Darya didn’t feel the least bit miserable or disappointed. She had questions, scores of them, but that was what the world was all about.

She smiled fondly at Hans Rebka — or was she just smiling at the warm feeling inside her? Surely a bit of both. “Of course Guardian and World-Keeper agree with each other. You’d expect them to — because they are the same entity. They are one construct existing in a mixed quantum state, just the way J’merlia existed. But in their case, it’s permanent.” And then, while Hans jerked his head back and stared along his nose at her in astonishment, she went on. “Hans, I’ve learned more about Builders and constructs in the past year than anyone has ever known. And you know what? Every new piece of information has made things more puzzling. So here’s the central question: If all the constructs are earnest and industrious and incapable of lying, and if they are all busy carrying out the agenda of their creators, then why is everything so confusing?”

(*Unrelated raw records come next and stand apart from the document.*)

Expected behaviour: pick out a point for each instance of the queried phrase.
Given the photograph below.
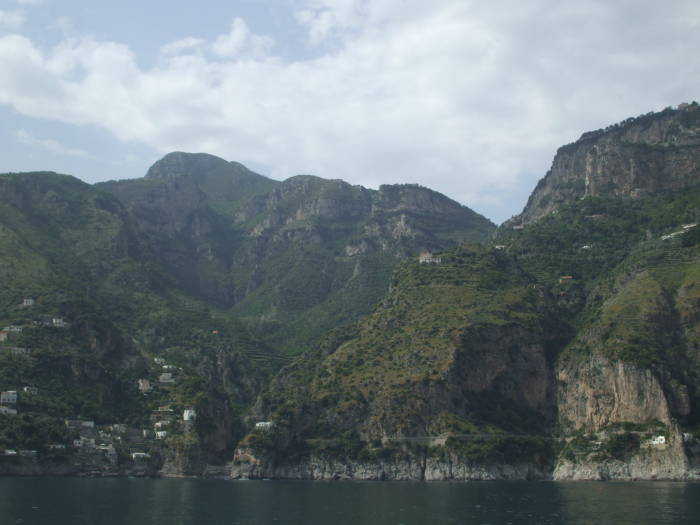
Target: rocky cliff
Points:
(292, 258)
(639, 156)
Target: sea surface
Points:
(80, 501)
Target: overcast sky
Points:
(470, 98)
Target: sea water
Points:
(81, 501)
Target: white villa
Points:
(427, 258)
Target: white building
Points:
(8, 398)
(144, 386)
(427, 258)
(166, 378)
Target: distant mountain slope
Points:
(639, 156)
(292, 258)
(88, 309)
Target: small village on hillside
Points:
(99, 449)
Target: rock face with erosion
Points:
(639, 156)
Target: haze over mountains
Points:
(562, 344)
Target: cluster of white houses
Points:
(428, 258)
(9, 398)
(166, 378)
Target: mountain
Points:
(294, 258)
(130, 304)
(210, 321)
(88, 312)
(639, 156)
(563, 348)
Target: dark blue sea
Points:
(78, 501)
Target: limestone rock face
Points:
(640, 156)
(176, 164)
(597, 397)
(595, 393)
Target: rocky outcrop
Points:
(594, 393)
(640, 156)
(407, 468)
(602, 402)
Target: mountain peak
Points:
(180, 163)
(638, 156)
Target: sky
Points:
(470, 98)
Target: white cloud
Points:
(50, 145)
(189, 45)
(240, 41)
(467, 97)
(11, 20)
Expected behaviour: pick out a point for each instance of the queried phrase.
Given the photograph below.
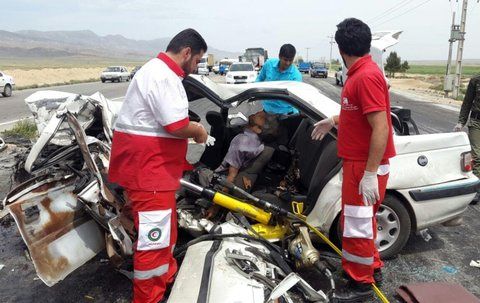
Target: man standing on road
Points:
(281, 69)
(148, 158)
(365, 143)
(471, 107)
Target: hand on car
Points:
(458, 127)
(202, 135)
(368, 188)
(322, 128)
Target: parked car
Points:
(7, 84)
(304, 67)
(134, 71)
(202, 69)
(339, 76)
(319, 70)
(241, 72)
(115, 73)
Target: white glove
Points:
(322, 128)
(368, 188)
(210, 141)
(458, 127)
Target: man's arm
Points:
(262, 74)
(378, 142)
(192, 130)
(467, 104)
(232, 173)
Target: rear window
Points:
(241, 68)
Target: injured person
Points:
(247, 155)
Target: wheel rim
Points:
(388, 228)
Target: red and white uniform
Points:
(365, 92)
(148, 162)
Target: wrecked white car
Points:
(68, 212)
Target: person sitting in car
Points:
(246, 155)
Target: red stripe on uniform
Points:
(176, 125)
(171, 64)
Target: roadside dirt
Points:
(54, 75)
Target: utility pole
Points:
(448, 81)
(332, 42)
(458, 78)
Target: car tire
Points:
(392, 214)
(7, 91)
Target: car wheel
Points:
(7, 91)
(393, 227)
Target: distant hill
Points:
(444, 62)
(85, 43)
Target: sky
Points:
(235, 25)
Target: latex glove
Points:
(458, 127)
(210, 141)
(202, 135)
(368, 188)
(322, 128)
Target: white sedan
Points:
(241, 72)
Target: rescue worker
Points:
(148, 158)
(471, 107)
(365, 143)
(281, 69)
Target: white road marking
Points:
(449, 107)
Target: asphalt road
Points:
(445, 257)
(13, 108)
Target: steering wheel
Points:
(193, 116)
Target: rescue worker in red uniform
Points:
(365, 143)
(148, 158)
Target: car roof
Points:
(308, 95)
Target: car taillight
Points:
(467, 162)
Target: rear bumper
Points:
(444, 191)
(439, 203)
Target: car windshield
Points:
(241, 68)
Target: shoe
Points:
(354, 291)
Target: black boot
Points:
(354, 292)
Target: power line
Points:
(390, 10)
(404, 13)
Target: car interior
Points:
(297, 170)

She did not expect an answer. She would have been upset if Hans Rebka had tried to offer one. He was going to be the tryout audience for the paper she would write when she returned to Sentinel Gate. Their departure from the research institute had hardly been a triumph. She laughed to herself. Triumph? Their exit had been a disaster; Professor Merada, wringing his hands and moaning about the artifact catalog; Glenna Omar, her neck covered in burn ointment and bandages; Carmina Gold firing off outraged messages to the Alliance Council… The next paper that Darya produced had better be really good.